Danielle Sheer is the chief legal and compliance officer at Commvault, a data security and resilience software company. Views are the author’s own.
As many lawyers know from experience, pro bono work can be valuable and rewarding.
It offers the opportunity to provide legal services to people and organizations that could not ordinarily afford them.
But as the demands on in-house legal departments grow—and economic uncertainty can mean tighter budgets and shrinking workforces—it becomes harder to find time to create the space for your team to participate.
In my nearly two years as chief legal and compliance officer at Commvault, I’ve found a two-part solution to support a pro bono program.
First, it helps to align the work with your company’s core mission.
A second critical step is to block out the noise that can make it hard for your team to peel away from their day-to-day duties.
With this approach, you’re not only adhering to the principle of pro bono—“for the good”—but you’re making your good work good for the company and each other, too.
A more-focused mission
Our pro bono program began in the traditional way. We partnered with two organizations that operate online resources for legal needs such as helping nonprofits set up corporations.
We also decided to focus specifically on what we’re good at, where we can offer our expertise—the knowledge and skills that we’re fine-tuning every single day—to people who need but who otherwise wouldn’t be able to access it. In our case, that meant the data protection industry.
For example, we’ve been working with Freeze.com, a startup that has a mission to protect and control consumer data privacy and identity.
Freeze’s promise is that we all have the right to ask any company to stop selling our personal information and delete it, but few people can figure out how to do it.

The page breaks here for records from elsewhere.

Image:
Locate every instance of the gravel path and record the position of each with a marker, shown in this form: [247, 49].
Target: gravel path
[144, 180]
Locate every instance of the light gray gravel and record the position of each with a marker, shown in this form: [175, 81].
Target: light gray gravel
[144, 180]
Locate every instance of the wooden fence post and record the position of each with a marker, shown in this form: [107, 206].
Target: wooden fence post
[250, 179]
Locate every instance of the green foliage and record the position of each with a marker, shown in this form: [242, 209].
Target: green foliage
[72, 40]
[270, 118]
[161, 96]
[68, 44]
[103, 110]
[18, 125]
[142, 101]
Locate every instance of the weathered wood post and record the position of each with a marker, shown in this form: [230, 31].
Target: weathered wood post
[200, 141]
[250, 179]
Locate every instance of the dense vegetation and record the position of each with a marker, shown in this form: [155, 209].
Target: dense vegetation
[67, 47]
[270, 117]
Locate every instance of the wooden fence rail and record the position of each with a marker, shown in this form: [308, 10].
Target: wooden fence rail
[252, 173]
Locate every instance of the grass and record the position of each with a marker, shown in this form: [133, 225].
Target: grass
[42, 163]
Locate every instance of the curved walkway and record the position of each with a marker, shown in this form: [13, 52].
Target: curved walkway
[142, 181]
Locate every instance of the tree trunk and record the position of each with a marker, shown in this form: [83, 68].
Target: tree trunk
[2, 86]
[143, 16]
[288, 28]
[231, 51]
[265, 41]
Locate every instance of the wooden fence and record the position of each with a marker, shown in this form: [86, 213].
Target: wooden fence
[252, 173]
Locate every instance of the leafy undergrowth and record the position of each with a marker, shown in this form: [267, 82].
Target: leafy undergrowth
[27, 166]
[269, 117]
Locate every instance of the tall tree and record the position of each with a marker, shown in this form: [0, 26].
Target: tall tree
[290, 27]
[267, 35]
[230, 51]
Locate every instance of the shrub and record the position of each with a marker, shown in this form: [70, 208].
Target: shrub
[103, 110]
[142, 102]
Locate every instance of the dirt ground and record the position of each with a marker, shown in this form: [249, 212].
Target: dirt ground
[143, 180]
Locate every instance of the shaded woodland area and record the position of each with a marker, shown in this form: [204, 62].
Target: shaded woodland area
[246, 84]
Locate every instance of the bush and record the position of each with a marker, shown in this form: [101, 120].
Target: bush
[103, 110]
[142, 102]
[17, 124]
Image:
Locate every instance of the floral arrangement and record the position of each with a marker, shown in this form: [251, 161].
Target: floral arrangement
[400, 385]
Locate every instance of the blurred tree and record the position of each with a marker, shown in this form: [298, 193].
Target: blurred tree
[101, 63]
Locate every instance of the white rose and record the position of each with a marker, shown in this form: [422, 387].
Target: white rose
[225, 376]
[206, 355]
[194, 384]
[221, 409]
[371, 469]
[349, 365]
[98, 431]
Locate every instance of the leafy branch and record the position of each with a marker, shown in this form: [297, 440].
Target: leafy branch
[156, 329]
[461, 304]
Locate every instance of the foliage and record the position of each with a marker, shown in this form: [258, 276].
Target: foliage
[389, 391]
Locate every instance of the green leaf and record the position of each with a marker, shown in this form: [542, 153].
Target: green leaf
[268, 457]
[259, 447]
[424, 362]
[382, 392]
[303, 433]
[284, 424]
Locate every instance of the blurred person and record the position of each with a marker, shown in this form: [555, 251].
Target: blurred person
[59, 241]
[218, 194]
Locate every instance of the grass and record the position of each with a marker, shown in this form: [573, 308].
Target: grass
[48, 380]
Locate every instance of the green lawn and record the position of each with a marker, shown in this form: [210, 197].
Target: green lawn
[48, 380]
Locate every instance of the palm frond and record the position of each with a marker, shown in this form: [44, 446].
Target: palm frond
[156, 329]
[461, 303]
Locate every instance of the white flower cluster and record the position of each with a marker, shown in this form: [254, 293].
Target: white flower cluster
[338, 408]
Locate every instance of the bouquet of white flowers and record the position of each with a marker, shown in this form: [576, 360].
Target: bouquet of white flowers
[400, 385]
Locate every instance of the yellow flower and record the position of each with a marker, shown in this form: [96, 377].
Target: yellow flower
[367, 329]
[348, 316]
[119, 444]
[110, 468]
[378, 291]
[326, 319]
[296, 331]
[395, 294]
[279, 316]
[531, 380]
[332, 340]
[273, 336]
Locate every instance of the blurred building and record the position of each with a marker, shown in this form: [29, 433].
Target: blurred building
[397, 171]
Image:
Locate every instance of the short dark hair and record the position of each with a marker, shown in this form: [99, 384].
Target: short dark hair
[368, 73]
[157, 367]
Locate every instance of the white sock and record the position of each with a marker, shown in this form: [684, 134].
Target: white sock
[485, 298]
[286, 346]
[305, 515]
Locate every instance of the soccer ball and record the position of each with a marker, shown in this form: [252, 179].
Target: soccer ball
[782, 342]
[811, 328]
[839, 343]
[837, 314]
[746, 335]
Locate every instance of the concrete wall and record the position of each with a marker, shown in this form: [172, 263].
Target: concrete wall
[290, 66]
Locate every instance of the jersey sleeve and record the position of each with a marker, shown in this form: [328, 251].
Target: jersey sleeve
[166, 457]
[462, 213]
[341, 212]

Freeze has created a technology to do just that—they know how to communicate with companies on our behalf and have our digital information erased from the internet. As a privacy professional, I view this as a worthy mission.
Our legal professionals have spent time with the Freeze team discussing data privacy regulations, best-in-class consumer protection programs and other relevant topics they should consider as they continue to develop their technology.
Commvault has no financial or other interest in the company, and of course the legal team that participated in this work was not compensated at all. We chose to help because we’re good at this, and Freeze has a mission we believe in.
Though no money exchanged hands, we did benefit.
Team members who don’t have exposure to these discussions and debates participate with me and our senior lawyers and receive feedback on their work.
This is particularly valuable because most of our team are not attorneys; some are currently in law school or would like to attend, but all of us are people who love the work of legal compliance and data privacy.
It’s incredible training for them and opens the door to sample other types of work, functioning as an in-house internship, and it’s helping our whole team become stronger.
Blocking out the noise
I’ve realized that a significant portion of what comes at us every workday—emails, meetings, check-ins, texts—is noise. If you can identify the noise and not participate in it, you’ve just bought yourself precious time.
We work together as a team to quiet the noise—whether that’s determining that a call doesn’t need someone from legal on it or that a situation needs to ripen before we get too involved.
We also teach the team to identify emotionally charged situations, whether calls or in e-mails—and that a good use of our involvement can be to help deescalate so the team can focus on reaching solutions together.
When you’re able to offer time and talent to work outside your day job, it helps to bring this perspective to your work and your relationships.
I am fortunate that Commvault’s CEO Sanjay Mirchandani is committed to philanthropy in his own life, and he was quick to see that if we built something around work that we love, it would become something special.
Commitment from the top makes all the difference.